I wish this didn't have so many exclamation points in it! There are literally 41 (!!!) exclamation points in this short blog post! It is exhausting to read! Please consider not using so many! There should be ways to convey enthusiasm about a topic without peppering your writing with exclamation points!
We're discussing a pretty solid technical article, one deeper than the typical HN programming article, and this is a very superficial criticism. It's like you're proudly advertising that you're so disengaged with executable file formats that you can be derailed by idiosyncratic punctuation.
I'm actually very interested, which is why I bothered to comment in the first place. I had to download the HTML of the article and search and replace all exclamation points with periods to be able to read it.
Why? It's true. 90% of programming articles lately are "Check out my port of <some marginally interesting library> to Go!" Julia does awesome work and is kind enough to break things down and share them with us.
Well, it's true that average HN article level may be somewhat low, but this one is just telling stuff that every 1-year CS student should know without actually going into details. "ELF is a file format like any other, and you can read it" — I hope everybody knew that, right? "There exist static and dynamic linking" should be quite widely known as well. But when it comes close to something actually interesting — "_start <..> does a bunch of Very Important Things that I don’t understand very well, <..> so I won’t explain them." What's the point then?
I'm not saying that article is bad, actually I believe that it can be useful for somebody, because there are some who doesn't know what computer program is even to this extent, but I'm merely surprised that somebody presumably competent would call such an superficial article "deep".
2/3rds of all bad nerd programming message board comments seem, for some reason, to start with "every 1-year CS student should know...".
No, they don't. Thinking that they do suggests to me that you're still in school (at least emotionally), because technology is vast, everybody specializes somehow, and not everything you crammed for in CS 100 remains memory resident and actionable once you're actually working.
I work in software security, where file formats are especially relevant; I write a new debugger an average of once a year. This was a good post. And file formats are in fact arcana to most working programmers, as I've learned by actually having conversations with working programmers that touched on how executable loaders work.

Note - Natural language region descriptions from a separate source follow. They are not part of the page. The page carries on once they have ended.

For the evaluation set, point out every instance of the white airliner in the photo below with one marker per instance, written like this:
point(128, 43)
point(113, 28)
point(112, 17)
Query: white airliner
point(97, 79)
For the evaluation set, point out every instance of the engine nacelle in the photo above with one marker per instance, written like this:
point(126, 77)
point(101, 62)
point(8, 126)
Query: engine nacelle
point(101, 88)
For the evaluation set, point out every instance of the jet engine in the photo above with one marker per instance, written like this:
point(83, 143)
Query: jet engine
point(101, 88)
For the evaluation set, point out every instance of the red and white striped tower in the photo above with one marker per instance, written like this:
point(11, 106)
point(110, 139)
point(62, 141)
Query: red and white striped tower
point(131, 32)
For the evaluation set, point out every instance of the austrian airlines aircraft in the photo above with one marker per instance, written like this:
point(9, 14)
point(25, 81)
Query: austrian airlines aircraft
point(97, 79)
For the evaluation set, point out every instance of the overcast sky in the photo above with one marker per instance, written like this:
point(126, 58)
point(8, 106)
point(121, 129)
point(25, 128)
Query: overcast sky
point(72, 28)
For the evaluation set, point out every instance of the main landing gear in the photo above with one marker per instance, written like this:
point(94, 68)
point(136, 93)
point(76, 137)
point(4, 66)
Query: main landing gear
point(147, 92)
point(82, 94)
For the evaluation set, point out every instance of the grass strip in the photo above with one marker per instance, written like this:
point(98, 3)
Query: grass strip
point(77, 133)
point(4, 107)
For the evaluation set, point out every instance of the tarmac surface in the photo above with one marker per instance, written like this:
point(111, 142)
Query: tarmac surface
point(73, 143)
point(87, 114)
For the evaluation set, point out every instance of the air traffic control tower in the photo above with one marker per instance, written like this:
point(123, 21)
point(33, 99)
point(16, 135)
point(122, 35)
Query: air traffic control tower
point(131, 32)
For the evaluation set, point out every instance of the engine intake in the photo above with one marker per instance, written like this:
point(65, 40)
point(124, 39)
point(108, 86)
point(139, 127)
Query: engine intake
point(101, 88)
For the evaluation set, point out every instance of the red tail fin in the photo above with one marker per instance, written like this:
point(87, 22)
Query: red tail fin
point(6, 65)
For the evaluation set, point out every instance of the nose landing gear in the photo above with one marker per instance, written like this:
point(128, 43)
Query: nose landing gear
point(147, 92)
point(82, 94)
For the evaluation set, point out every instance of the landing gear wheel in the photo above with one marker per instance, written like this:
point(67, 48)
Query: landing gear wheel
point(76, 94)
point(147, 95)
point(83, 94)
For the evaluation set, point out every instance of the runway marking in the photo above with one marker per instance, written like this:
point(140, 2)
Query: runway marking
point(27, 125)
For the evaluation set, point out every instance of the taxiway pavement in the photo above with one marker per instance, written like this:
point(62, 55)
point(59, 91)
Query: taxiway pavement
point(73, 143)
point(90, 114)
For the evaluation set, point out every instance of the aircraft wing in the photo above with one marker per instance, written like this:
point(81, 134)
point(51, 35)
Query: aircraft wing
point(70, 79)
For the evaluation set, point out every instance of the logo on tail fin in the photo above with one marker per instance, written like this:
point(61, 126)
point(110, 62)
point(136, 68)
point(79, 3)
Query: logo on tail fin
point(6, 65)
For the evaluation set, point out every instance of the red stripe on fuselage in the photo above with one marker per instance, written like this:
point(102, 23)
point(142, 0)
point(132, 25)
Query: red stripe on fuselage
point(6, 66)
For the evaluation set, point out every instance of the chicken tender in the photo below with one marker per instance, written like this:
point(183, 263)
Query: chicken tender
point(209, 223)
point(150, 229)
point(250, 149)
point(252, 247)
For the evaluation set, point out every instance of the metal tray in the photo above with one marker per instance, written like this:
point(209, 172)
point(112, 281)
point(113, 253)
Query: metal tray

First-year computer science sounds like a lot of work. I've been told, at various times, that every first-year CS student should know Java, Python, C, assembly, data structures, algorithms, operating systems, and compilers.
I guess the second through fourth years are spent sleeping, to make up for the sleep debt from that first year?

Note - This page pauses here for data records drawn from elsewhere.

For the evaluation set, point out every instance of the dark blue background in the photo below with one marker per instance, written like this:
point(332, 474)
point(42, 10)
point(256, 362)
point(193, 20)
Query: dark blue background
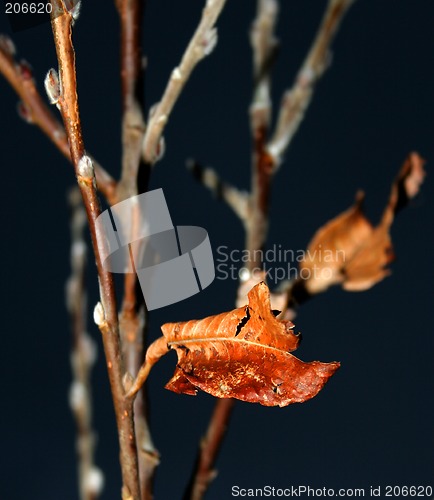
point(372, 424)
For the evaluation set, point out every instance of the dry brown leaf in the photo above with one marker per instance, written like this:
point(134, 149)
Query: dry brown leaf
point(243, 354)
point(349, 250)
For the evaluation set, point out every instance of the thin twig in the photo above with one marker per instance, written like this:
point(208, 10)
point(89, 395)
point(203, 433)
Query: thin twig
point(133, 316)
point(201, 45)
point(255, 222)
point(83, 356)
point(209, 448)
point(106, 313)
point(296, 100)
point(34, 110)
point(133, 126)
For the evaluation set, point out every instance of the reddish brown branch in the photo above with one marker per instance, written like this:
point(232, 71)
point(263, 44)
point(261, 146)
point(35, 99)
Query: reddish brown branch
point(201, 45)
point(133, 317)
point(255, 218)
point(209, 448)
point(83, 356)
point(296, 100)
point(107, 312)
point(38, 113)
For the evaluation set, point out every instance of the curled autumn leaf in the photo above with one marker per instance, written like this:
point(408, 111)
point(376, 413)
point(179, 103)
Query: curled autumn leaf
point(348, 250)
point(243, 354)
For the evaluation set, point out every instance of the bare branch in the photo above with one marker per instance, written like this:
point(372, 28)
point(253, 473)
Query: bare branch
point(252, 210)
point(133, 316)
point(34, 110)
point(209, 448)
point(133, 126)
point(201, 45)
point(61, 21)
point(208, 177)
point(83, 356)
point(264, 45)
point(296, 100)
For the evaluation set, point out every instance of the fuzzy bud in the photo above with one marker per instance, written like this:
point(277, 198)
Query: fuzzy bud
point(77, 396)
point(99, 314)
point(52, 86)
point(85, 167)
point(24, 112)
point(7, 46)
point(209, 41)
point(127, 381)
point(94, 481)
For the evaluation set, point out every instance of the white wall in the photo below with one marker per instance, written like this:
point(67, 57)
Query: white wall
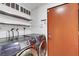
point(39, 14)
point(12, 20)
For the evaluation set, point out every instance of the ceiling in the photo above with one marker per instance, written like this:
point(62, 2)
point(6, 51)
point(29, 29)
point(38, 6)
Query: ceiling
point(32, 6)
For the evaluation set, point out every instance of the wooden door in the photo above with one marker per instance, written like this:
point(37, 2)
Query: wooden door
point(63, 30)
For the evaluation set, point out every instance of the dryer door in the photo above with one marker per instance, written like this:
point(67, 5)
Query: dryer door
point(28, 52)
point(42, 48)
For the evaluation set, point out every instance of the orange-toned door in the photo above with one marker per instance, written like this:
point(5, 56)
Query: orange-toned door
point(63, 30)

Anyway, CS students may very well be polymaths who shoot lightning from their fingertips, but those of us who spent our wayward college years solving the Schrödinger equation and eating pizza are happy to read a fun article about the executable formats that we've never really taken the time to look into.
I know that you work in software security, that's why I'm surprised in the first place. In the other case I wouldn't comment at all, because, as I said, I don't think article is bad or good. It's superficial, but nothing new here. It's ok to write superficial articles, because they are useful for somebody as well. The word "deep" is what worried me, not the article itself.
It's perfectly natural that not everyone knows how exactly executable loaders work. The same goes for what you called "file formats". That article isn't about that, because, as I said, all interesting parts are skipped. All the facts revealed are that computer executes some files, that are not arcane magic inside, but can be read and decompiled (which isn't even always true, but author doesn't mention it as well, which is natural). Static and dynamic linking are terms everyone should know as well, because even if you use only interpreted languages like Python, once in a while you find some library that requires manual compilation and run into all these nasty problems like required library versions don't match. Or maybe you could notice that the same Qt app compiled for Windows takes a lot more space on the disk than that does when compiled for Linux and ask yourself why. So, it isn't something that only specialists know, it's a basic fact about how computers work.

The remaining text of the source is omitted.